The offences alleged to have been committed by the detenu are lurking house trespass or house breaking by night and thefts in dwelling houses. Thus, those acts do not fall within the ambit of disturbance of public order. Those cases can be tried by the Courts of law and all endeavor by the State is to see that by producing authentic and convincing evidence, the accused gets convicted. Also, the State by rendering necessary assistance to the Court can get those criminal cases disposed of on merits as expeditiously as possible. But, employing shortcut method and thereby passing order of detention cannot be permitted and therefore, such order becomes illegal and unsustainable. 14. Thus, for the foregoing reasons, we are of the view that the relief sought for has to be granted. Resultantly, the Writ Petition is allowed.

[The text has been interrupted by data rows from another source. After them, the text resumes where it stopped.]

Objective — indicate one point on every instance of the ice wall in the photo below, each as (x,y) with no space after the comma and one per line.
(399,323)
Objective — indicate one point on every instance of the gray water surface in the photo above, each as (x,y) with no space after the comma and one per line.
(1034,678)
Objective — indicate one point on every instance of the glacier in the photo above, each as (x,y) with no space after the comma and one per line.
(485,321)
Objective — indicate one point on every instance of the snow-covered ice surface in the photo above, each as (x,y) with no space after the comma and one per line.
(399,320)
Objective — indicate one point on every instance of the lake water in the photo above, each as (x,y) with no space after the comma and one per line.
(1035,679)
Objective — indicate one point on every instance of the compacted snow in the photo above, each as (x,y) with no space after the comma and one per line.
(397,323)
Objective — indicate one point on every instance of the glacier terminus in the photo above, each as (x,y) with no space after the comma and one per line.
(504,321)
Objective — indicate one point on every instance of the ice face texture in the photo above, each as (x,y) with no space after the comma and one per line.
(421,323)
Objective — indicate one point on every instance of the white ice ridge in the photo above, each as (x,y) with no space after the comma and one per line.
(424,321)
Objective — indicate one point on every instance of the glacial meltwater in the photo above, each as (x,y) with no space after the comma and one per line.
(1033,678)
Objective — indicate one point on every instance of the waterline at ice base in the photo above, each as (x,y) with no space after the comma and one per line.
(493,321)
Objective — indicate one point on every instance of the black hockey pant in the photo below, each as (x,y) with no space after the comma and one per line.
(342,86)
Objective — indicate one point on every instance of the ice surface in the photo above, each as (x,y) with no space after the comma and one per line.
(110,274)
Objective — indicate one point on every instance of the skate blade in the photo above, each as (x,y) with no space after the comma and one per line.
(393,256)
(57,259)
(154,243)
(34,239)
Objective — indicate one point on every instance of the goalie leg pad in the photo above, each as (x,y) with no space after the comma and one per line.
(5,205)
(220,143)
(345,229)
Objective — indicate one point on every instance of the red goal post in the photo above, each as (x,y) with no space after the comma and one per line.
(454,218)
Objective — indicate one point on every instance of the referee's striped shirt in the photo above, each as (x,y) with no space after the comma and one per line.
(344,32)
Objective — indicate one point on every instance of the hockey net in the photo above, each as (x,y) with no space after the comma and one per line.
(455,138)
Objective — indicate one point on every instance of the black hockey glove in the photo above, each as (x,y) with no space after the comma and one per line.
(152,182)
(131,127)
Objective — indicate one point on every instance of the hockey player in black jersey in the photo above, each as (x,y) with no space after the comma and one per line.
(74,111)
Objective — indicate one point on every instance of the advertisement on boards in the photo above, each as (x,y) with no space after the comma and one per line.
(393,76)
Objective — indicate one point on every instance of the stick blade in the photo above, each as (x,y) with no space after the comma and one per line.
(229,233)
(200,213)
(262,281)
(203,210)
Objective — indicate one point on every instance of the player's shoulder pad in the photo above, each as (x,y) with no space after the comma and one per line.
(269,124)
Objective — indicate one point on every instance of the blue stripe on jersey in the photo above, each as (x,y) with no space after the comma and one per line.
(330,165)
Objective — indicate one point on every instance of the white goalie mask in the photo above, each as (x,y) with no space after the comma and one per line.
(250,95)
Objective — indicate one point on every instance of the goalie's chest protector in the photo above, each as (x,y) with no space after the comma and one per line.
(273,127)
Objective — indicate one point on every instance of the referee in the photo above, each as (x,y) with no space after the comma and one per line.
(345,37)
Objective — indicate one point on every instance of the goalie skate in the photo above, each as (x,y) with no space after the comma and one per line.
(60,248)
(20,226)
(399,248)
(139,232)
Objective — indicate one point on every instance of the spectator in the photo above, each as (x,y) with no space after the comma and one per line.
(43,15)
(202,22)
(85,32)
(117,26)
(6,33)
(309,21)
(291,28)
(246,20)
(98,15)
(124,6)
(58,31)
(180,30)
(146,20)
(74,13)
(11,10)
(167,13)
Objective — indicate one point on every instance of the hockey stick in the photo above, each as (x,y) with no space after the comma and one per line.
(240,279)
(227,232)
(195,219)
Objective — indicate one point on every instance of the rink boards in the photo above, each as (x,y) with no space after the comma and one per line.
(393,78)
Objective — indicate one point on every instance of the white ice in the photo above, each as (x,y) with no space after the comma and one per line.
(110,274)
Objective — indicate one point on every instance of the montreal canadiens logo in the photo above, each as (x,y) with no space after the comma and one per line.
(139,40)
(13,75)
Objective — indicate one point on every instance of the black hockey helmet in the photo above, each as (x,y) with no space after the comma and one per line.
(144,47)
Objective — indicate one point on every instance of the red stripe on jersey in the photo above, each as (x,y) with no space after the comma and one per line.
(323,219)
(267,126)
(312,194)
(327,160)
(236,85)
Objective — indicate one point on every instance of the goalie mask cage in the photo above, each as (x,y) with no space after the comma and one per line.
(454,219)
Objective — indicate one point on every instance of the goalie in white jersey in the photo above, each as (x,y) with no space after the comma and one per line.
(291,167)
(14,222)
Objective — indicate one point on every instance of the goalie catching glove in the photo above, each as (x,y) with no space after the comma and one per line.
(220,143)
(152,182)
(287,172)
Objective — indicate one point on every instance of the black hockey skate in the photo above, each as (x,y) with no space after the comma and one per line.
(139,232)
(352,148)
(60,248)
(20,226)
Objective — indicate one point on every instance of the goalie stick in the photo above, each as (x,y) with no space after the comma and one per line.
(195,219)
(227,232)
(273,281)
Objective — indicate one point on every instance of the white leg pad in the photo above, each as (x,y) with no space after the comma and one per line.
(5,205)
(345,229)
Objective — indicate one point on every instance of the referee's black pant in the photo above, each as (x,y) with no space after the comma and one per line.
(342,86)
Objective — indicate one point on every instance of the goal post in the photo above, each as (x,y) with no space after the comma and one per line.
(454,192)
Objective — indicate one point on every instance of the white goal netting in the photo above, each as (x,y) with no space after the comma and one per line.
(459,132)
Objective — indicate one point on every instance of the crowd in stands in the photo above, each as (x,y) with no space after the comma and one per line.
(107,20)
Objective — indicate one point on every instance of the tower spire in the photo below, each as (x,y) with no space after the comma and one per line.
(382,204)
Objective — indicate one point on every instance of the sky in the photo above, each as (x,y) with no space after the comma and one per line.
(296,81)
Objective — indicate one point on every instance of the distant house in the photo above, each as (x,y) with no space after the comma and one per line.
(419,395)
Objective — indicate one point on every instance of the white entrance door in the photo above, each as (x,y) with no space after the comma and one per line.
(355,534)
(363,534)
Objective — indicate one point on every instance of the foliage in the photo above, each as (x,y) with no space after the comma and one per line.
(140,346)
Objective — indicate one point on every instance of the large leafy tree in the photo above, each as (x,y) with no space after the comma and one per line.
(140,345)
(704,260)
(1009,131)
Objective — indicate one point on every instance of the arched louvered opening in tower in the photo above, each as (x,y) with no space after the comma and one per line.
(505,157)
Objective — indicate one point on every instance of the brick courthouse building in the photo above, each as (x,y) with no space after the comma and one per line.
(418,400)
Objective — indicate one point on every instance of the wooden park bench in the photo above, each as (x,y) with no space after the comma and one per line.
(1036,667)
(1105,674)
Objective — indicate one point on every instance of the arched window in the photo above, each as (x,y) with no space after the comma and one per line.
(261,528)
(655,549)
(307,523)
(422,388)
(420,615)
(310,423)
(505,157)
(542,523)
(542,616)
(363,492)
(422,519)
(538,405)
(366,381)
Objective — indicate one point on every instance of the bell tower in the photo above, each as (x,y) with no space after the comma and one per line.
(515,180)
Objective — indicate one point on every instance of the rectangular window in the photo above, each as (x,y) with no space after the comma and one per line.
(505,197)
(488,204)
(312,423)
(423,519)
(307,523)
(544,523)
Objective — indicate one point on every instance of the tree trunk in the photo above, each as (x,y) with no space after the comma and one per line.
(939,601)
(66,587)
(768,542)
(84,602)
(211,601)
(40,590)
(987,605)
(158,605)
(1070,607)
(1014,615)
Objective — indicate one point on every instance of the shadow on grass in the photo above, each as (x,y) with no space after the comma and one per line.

The impugned order of detention dated 05.6.2021 passed by respondent No.2 and the consequential confirmation order vide G.O.Rt.No.1840, General Administration (Spl. Law & Order) Department, dated 18.8.2021 passed by respondent No.1 are hereby set aside. The respondents are directed to set the detenu by name Punem Raju, S/o Late Muthaiah, at liberty forthwith, if he is not required to be kept in judicial custody in other criminal cases. 15. Pending Miscellaneous Petitions, if any shall stand disposed of. No costs.